Wallace: From the victim's side, it's the same schemes we've seen historically. We typically ask consumers if they know how the fraud occurred and in most cases they don't. Of those who do know, we ask how they believe it happened. It's the same causes: lost or stolen wallets, some hacking. Those patterns of lost information, hacking, friends or family, and household fraud really haven't changed much...We know the FBI and others are very concerned about international gangs and crime rings, but the victim doesn't typically know [about] that.

Have there been any advancements in identity theft investigations? Is there any more success with prosecution?
Wallace: The anecdotal information is they're [law enforcement] paying a lot more attention. There's been an enormous change in last five years in terms of recognition of the seriousness of this crime, not just because of the impact on the individual …Particularly after 911, there's the recognition that identity theft is a facilitator of a lot of other and more serious crimes….human trafficking, terrorism. It is a characteristic, or a part of many serious crimes, both economic and violent.
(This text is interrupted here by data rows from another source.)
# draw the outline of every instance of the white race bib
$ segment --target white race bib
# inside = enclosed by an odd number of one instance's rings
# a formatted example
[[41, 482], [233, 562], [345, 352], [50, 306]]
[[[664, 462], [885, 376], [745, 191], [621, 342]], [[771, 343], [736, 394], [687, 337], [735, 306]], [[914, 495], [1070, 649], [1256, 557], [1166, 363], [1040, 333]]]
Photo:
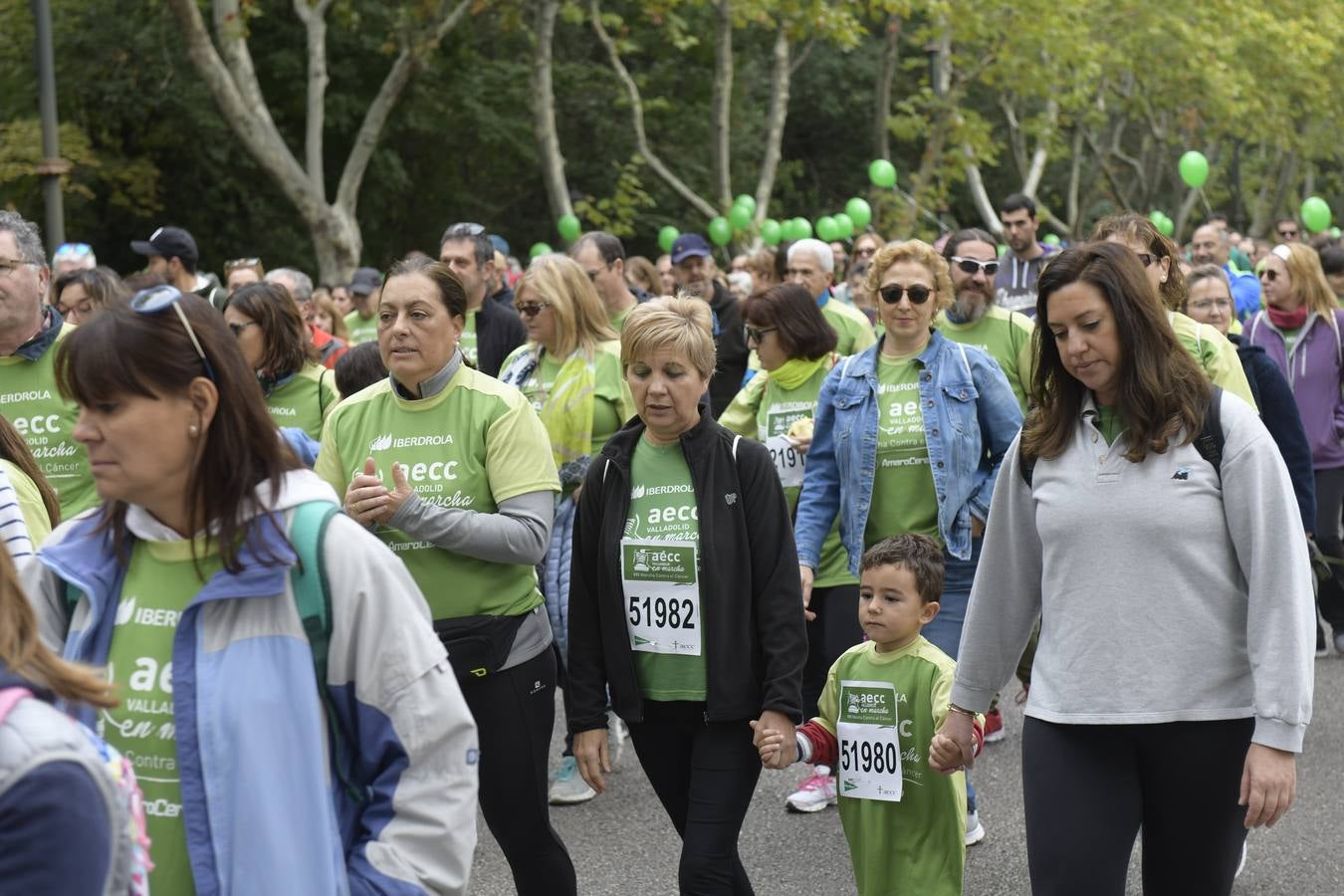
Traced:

A big change has been these task forces that are organized in a lot of cities; most are headed by the U.S. Postal Inspection Service and the FBI. They're bringing together the federal agencies and state and local agencies. They're phenomenally successful. If you have an immigration problem, the crime looks very different to a police officer than it does to an FBI agent. They'll see different aspects of the crime. These task forces have been very successful in getting past the biggest hurdles in identity theft investigations, which are jurisdictional … If you can have multiple victims and higher dollar losses, suddenly the prosecution may become a lot easier.

Have you seen any impact yet from the Red Flags Rule in preventing ID theft?
Wallace: Not really from a consumer standpoint. From an institutional standpoint, many financial institutions had investigative processes but they may not have been integrated across the institution. They often weren't. The thing about Red Flags is it forces an enterprise-wide review of what's this unit doing, what that unit's doing. So on one level, it's just compliance. But the substance is that it's the integration and consistency across the enterprise

What role does ITAC play in financial institutions' identity theft prevention programs?
Wallace: Our members are saying that it's a big part of what they talk about in their compliance plan on the detection side - the reports ITAC sends our members is the information they use to detect suspicious activity. It's also part of compliance on the back end; now that you know someone is a victim, what do you do? It goes back to this question of enterprise-wide awareness. What I hear from my members is they had an advantage in approaching Red Flags because the essence of ITAC is a single point of contact and an enterprise-wide approach to this. The whole idea of ITAC is no matter what unit of the bank deals with the consumer - whether it's student lending, mortgages or personal loans - all of those individuals should be offered the opportunity to use ITAC and you must have a mechanism for giving them the chance to use the service.

How can financial institutions become members of the Identity Theft Assistance Center?
Wallace: We're looking for ways to do that. We recognize there's a need for a lot of companies to use ITAC and we'd love to find ways through other trade associations or the card associations to make ITAC available, particularly to smaller companies. They may not have a huge volume, so it's not like it would be a regular thing but if they do have a need, we want to make it available. We've been looking for other channels so we can serve more companies.